The younger nurse asked me and the more experienced nurse if we had seen the show “Jane Doe”? Did I shake my head “no” or sit there stunned? I think it was the former, but memory is changeable. She proceeded to tell us what a great show it was and how this reminded her of it, as they tagged and turned my dead dad’s body. I felt him slip away from me then, but maybe I just turned cold inside and could no longer sense him, appalled at the gallows humor that I understood but had never been experienced as a family member. As if I were one of them. I am a family member, a daughter. That is my father. Appalled at my speechlessness. A part of me thought my dad would have laughed—loud and openmouthed, his red face ruddier as his cool blue eyes lit with mirth. Either way, another part of me is grateful that I was with him, then. If I couldn’t stand up for him in my shock (or my general conflict avoidance) at least I was there. If different cultures are right about the soul staying close to the body for a few days, he had me nearby–for a short bit.

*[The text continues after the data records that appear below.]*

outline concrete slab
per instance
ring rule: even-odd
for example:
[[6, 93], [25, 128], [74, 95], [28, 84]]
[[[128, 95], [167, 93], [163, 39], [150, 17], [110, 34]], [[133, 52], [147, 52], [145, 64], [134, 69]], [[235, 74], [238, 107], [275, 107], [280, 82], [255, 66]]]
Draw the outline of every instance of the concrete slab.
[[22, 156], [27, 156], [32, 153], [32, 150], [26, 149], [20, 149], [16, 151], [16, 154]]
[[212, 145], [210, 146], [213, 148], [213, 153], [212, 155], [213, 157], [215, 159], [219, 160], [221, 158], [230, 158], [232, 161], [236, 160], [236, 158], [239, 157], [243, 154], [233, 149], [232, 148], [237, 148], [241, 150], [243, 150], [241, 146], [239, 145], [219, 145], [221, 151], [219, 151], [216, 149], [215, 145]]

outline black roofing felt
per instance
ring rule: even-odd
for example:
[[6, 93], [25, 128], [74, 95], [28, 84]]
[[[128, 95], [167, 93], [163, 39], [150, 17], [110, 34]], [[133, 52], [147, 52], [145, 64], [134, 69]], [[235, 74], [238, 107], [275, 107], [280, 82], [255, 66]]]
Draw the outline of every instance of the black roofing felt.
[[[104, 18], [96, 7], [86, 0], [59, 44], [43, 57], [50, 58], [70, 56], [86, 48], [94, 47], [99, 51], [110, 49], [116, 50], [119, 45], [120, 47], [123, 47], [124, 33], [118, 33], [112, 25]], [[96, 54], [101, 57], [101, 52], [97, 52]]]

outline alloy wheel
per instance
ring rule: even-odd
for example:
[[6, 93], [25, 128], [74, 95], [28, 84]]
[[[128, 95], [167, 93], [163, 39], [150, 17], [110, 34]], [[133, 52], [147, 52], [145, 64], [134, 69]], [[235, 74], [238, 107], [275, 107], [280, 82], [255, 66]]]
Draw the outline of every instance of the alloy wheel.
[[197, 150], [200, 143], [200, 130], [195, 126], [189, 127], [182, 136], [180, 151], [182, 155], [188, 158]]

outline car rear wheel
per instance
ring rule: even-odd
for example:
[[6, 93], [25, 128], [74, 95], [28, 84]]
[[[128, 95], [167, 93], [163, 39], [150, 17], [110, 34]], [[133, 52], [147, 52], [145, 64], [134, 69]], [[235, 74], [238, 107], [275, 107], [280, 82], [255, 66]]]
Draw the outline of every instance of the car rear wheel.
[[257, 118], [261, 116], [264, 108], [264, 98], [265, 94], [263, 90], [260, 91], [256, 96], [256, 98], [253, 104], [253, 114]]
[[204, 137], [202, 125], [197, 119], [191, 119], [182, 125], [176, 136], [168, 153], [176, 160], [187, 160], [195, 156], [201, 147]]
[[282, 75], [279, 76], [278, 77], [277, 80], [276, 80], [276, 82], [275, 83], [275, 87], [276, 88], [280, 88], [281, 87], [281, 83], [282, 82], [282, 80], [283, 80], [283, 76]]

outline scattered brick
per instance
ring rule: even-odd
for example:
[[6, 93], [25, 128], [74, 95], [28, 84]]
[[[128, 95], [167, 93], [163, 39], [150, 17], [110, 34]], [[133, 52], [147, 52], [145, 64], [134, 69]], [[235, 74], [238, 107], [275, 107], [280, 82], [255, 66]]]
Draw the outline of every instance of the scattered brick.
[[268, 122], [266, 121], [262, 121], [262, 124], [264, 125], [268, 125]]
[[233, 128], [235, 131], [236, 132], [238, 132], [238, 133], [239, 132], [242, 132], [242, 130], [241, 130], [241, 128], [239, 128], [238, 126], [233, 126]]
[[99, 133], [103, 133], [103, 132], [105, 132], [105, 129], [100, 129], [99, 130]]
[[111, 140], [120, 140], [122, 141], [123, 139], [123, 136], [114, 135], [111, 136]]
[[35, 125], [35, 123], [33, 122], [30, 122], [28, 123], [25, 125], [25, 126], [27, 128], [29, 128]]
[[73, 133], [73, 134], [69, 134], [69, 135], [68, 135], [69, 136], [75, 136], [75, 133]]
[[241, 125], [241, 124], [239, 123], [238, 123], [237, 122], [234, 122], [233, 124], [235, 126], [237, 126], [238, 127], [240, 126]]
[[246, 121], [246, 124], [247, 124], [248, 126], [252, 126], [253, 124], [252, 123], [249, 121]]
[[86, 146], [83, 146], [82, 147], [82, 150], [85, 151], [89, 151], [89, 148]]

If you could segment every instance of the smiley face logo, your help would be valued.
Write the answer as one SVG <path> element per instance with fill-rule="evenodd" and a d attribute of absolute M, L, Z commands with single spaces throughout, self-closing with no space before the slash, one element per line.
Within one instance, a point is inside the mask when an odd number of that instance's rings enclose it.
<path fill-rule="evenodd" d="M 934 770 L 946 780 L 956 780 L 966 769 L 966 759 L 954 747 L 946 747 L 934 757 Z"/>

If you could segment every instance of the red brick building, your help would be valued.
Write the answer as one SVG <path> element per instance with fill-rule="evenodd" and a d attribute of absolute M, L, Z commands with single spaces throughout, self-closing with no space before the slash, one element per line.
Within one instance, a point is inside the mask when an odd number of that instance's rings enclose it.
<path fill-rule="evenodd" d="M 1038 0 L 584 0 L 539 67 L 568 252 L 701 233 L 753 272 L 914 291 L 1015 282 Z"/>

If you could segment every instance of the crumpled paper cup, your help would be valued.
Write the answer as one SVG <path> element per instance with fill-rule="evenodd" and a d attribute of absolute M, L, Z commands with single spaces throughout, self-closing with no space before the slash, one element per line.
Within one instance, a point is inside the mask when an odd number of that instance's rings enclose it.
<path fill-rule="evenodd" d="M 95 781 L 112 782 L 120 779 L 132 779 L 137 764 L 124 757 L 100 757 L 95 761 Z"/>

I walked to the morgue with him on a stretcher as the two nurses wheeled him. Was it awkward, the elevator ride down? When I worked in the hospital, I escorted family members down with the body. I had become the family member. I remember standing outside the door and the young man inside the morgue saying I couldn’t enter. I remember my panic later, wondering if I had left him too soon, wondering if he was truly dead. I remember asking Meb, the sweet, strange wife of his brilliant, strange friend, Doc, if that was a normal fear and her kind response “I imagine that’s why there are so many movies about zombies.”
Even in death, the living tugged at me, guided my behavior. I thought about my mom and sister waiting in the cafeteria. I imagined the impatience of the staff as they delayed the paperwork, willing me to get on with the tasks of the living. Because that was what I was. Living. And my father dead. I’m not sure if those are part of the small regrets I hold or rather if they are small comforts—the fact that things go on. A death certificate, not unlike a birth certificate, the fatigue and slight boredom that comes with lingering by an unconscious—no dead–body, even one dear to me.
Was it the pull toward the living that caused me to not visit his body at the mortuary? To let a sacred period pass that I realized only later? Perhaps. More likely, it was the same impulses around death that are with me always—an impatience once a certain time has passed, a desire to please others, even those who don’t know me and will remember my father as merely another old man past his due date, a desire to not deal with the untidy business of endings.
*
My mind flashes to the young man at the nurse’s station who rose from his seat as my Mom and I came out of the elevator to visit my dad. I thought it peculiar and then remembered I was in the South and small courtesies were still afforded. To some, anyway. I smiled and he looked disconcerted. I can’t remember much about that man now—ethnicity, race, size, age, although I think he was youngish. I just remember him standing up from his seat. Perhaps he hoped to warn the doctor of our arrival. Perhaps the doctor asked to be warned when my mom showed up. There was a kindness in his rising, even if that was not his intent. I remember that and the unwitting peace in not yet knowing my dad had passed.